When I heard about Rage Against the Night, I wanted to review the book, but this was not just any book that warranted a critical review as if it required an opinion on its literary merit. This book was more about fundraising, and its success was not based on its stories or if the stories met a standard of performance or degree, but on meeting a goal, and that is to help a fellow member of the Horror community in his time of need.

As such, I decided to interview Rocky Wood, and via my book giveaway program, Read THIS! Scaring Up Readers, purchase 20 copies of the book to give to a group of students who in turn would write a note of appreciation to share with Rocky.

Amazon.com is not making this easy, however. I have to purchase 20 individual copies of the ebook and send it to each student’s email address one at a time. I contacted Amazon and asked if there were an easier way to purchase multiple copies of the book.
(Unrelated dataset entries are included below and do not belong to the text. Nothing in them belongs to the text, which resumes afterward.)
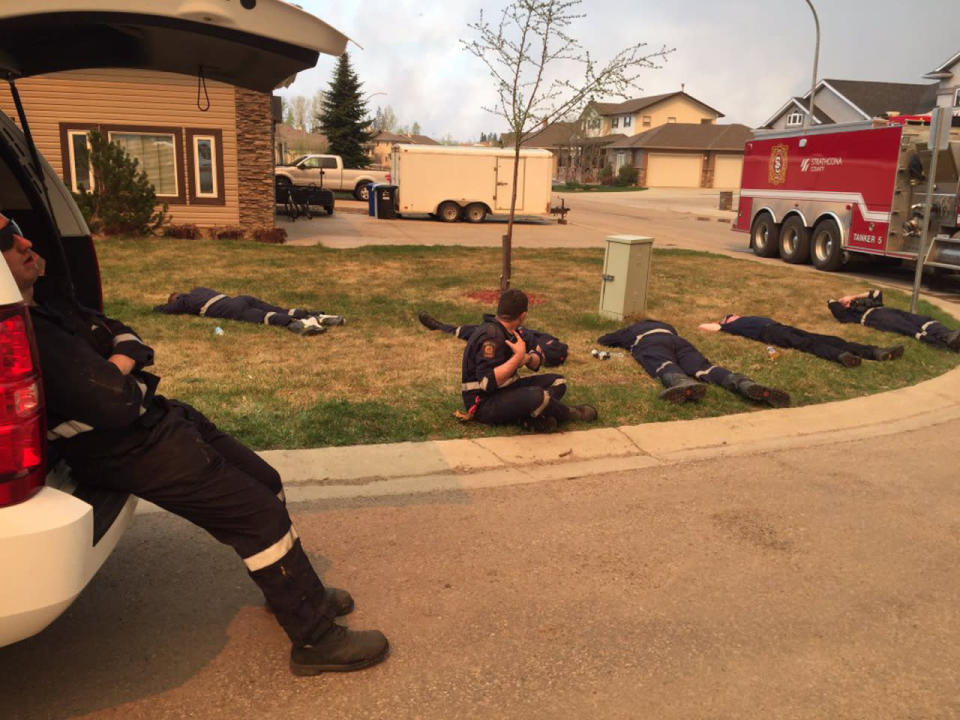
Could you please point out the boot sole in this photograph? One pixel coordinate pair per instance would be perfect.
(680, 395)
(304, 670)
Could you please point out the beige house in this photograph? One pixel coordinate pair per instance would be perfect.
(208, 149)
(641, 114)
(382, 144)
(688, 155)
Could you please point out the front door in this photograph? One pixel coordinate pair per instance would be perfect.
(505, 183)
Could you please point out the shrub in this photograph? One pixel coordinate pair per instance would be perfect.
(184, 232)
(627, 175)
(122, 200)
(277, 236)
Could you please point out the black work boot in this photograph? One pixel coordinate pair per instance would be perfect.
(760, 393)
(583, 413)
(848, 359)
(339, 650)
(953, 340)
(888, 353)
(431, 323)
(681, 389)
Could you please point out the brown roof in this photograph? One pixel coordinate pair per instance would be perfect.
(632, 106)
(689, 136)
(876, 98)
(409, 139)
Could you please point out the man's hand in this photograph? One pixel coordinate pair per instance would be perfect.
(124, 363)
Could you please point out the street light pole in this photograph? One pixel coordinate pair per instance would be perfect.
(808, 120)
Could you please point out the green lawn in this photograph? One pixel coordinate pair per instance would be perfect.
(384, 378)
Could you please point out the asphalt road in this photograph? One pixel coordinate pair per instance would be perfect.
(808, 583)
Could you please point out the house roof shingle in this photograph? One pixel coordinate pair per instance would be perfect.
(876, 98)
(689, 136)
(632, 106)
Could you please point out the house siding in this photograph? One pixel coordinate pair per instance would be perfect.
(139, 99)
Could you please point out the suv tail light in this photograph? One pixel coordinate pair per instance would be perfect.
(22, 423)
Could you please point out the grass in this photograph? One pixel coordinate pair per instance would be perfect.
(384, 378)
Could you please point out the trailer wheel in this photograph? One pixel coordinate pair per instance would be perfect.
(825, 250)
(448, 211)
(764, 236)
(475, 212)
(362, 191)
(794, 241)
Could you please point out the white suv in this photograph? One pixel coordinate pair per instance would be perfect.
(54, 535)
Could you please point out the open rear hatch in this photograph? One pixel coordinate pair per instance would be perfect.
(256, 44)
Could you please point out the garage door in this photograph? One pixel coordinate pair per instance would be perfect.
(673, 169)
(726, 173)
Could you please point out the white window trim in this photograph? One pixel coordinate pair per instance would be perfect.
(214, 165)
(173, 141)
(73, 160)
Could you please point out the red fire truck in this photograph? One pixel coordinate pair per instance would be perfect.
(823, 194)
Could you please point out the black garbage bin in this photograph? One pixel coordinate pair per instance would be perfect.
(386, 201)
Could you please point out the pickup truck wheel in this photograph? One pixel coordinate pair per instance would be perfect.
(448, 211)
(475, 212)
(825, 250)
(765, 236)
(794, 241)
(362, 191)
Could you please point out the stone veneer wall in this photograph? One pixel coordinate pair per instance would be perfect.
(255, 159)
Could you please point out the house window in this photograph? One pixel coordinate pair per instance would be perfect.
(78, 153)
(157, 155)
(205, 166)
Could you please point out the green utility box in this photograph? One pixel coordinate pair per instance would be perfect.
(626, 276)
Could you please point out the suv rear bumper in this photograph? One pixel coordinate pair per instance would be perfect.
(47, 556)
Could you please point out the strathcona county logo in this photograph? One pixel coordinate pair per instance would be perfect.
(778, 165)
(819, 163)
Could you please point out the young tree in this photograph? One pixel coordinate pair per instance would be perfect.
(531, 39)
(344, 117)
(122, 200)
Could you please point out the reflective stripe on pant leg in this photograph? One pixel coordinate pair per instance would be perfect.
(542, 406)
(272, 554)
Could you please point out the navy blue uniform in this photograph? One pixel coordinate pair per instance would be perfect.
(869, 311)
(116, 432)
(518, 398)
(246, 308)
(554, 351)
(769, 331)
(660, 351)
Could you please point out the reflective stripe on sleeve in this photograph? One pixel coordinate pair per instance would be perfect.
(272, 554)
(208, 303)
(126, 337)
(641, 336)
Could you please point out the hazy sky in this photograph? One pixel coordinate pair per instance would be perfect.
(744, 58)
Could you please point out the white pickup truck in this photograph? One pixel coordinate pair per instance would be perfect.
(327, 171)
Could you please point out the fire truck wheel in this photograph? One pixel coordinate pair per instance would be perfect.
(764, 236)
(794, 241)
(825, 250)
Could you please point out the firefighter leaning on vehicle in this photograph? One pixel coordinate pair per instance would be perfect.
(115, 432)
(492, 390)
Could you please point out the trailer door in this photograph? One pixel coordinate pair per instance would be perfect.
(505, 183)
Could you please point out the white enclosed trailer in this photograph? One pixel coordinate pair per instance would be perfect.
(456, 183)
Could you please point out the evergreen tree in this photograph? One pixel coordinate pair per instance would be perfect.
(343, 117)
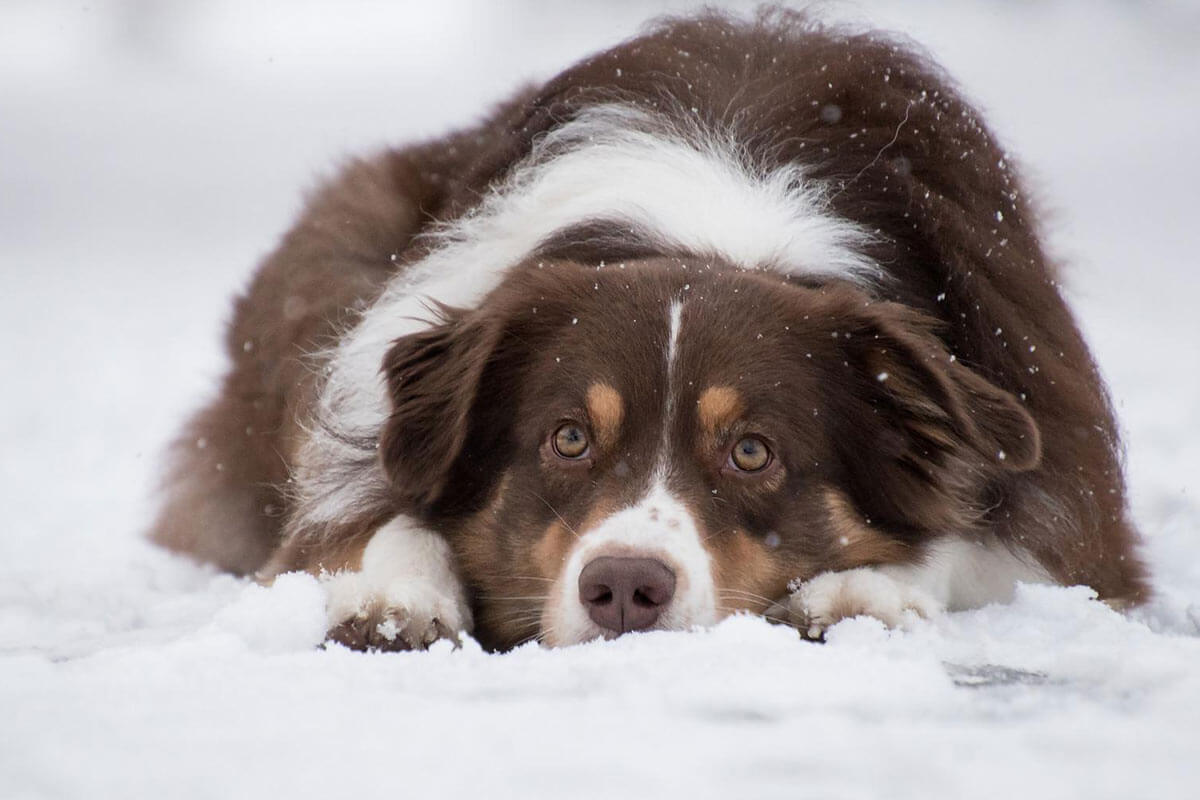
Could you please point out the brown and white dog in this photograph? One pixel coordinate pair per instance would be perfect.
(738, 316)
They suggested that I open a dummy account, purchase a copy of the book through the account, and in this way, I can send out six books, one at a time, instead of 20 books, one at a time. In other words, the answer was no, there is no easy way to buy multiple copies.

So, I will be buying individual copies until every student has one emailed to them. Then I will gather the students’ notes of thanks and forward them to Rocky, whose response to the students is in the interview below. If my timing is right, by the time this issue of The Black Glove is out, the students can read Rocky’s response to their notes.



The Interview:

Anthony Servante: When did you find out that Rage Against the Night was being compiled on your behalf and were you surprised by the number of authors contributing to the cause?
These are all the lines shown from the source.